Yep. Instead of focusing on humans communicating more effectively with computers, which are good at answering questions that have correct, knowable answers, we’ve invented a type of computer that can be wrong because maybe people will like the vibes more? (And we can sell vibes)
Because there is no “it” that “calls” or “identify” even less the “nature of the question”.
This requires intelligence, not probability on the most likely next token.
You can do maths with words and you can write poem with numbers, either requires to actually understand, that’s the linchpin, rather than parse and provide an answer based on what has been written so far.
Sure the model might string together tokens that sound very “appropriate” to the question, in the sense that it fits within the right vocabulary, and if its dataset the occurrence was just frequent enough it even be correct, but that’s still not understanding even 1 single word (or token) within either the question or the corpus.
An llm can, by understanding some features of the input, predict a categorisation of the input and feed it to do different processors. This already works. It doesn’t require anything beyond the capabilities llms actually have, and isn’t perfect. It’s a very good question why this hasn’t happened here; an llm can very reliably give you the answer to “how do you sum some data in python” so it only needs to be able to do that in excel and put the result into the cell.
There are still plenty of pitfalls. This should not be one of them, so that’s interesting.
OpenAI already makes it write Python functions to do the calculations.
This is the right answer.
LLMs have already become this weird mesh of different services tied together to look more impressive. OpenAIs models can’t do math and farm it out to python for accuracy.
So it’s going to write python functions to calculate the answer where all the variables are stored in an Excel spreadsheet a program that can already do the calculations? And how many forests did we burn down for that wonderful piece of MacGyvered software I wonder.
The AI bubble cannot burst soon enough.
Too Big To Fail. Sorry. 1+2+3=15 now.
“1”+(2+3) is “15” in JavaScript.
I’m wondering if this is a sleight-of-hand trick by the poster, then.
If they typed the “1” field to Text and left the 2 and 3 as numeric, then ran Copilot on that. In that case, its more an indictment of Excel than Copilot, strictly speaking. The screen doesn’t make clear which cells are numbers and which are text.

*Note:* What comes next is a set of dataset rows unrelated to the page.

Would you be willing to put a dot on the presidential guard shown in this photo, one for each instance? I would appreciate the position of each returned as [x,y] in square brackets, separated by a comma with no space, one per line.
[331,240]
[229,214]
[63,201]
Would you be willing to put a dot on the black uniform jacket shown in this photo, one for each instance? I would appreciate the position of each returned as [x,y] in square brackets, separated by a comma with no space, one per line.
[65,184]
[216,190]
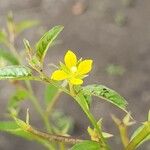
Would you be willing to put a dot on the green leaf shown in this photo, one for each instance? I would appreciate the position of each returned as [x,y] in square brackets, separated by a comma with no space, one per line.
[12,128]
[46,41]
[86,145]
[25,25]
[3,36]
[50,92]
[105,93]
[16,98]
[138,131]
[15,72]
[61,123]
[8,56]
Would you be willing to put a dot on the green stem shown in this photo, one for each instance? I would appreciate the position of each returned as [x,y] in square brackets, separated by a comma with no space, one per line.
[133,144]
[52,103]
[38,107]
[124,135]
[102,141]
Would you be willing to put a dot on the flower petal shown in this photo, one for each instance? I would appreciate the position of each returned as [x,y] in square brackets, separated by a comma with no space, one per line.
[59,75]
[70,59]
[76,81]
[85,66]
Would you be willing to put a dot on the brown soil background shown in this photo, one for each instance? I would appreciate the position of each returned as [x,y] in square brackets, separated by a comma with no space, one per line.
[92,34]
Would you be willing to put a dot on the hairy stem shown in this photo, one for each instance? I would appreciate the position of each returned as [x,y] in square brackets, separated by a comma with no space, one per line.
[133,144]
[51,137]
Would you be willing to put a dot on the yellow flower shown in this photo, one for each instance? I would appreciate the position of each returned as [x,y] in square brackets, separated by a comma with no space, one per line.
[73,70]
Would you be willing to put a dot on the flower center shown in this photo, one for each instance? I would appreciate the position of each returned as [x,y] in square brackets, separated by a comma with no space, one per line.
[73,69]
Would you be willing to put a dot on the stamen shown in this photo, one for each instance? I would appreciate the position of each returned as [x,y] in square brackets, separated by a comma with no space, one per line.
[73,69]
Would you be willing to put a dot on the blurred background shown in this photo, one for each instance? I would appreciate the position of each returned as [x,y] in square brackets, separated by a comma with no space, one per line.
[114,33]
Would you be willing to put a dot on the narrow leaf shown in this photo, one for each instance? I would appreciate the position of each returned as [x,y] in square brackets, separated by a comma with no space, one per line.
[140,132]
[15,72]
[49,93]
[3,36]
[86,145]
[25,25]
[12,128]
[8,56]
[46,41]
[105,93]
[16,99]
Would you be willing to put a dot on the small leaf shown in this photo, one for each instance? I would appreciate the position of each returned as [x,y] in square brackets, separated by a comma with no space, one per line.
[49,93]
[12,128]
[16,98]
[86,145]
[61,123]
[46,41]
[3,36]
[106,94]
[144,129]
[15,72]
[8,56]
[25,25]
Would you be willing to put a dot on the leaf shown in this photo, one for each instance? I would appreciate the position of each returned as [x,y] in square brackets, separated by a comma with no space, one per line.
[12,128]
[15,72]
[50,92]
[106,94]
[139,130]
[25,25]
[16,98]
[8,56]
[3,36]
[46,41]
[61,123]
[86,145]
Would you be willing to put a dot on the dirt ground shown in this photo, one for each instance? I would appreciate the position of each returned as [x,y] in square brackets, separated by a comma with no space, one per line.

I don’t think there’s an explanation that doesn’t make this copilot’s fault. Honestly JavaScript shouldn’t allow math between numbers and strings in the first place. “1” + 1 is not a number, and there’s already a type for that: NaN
Regardless, the sum should be 5 if the first cell is text, so it’s incorrect either way.
You can explicitly type values in more recent versions of JavaScript to avoid this, if you really don’t want to let concatenation be the default. So, again, this feels like an oversight in integration rather than strict formal logic.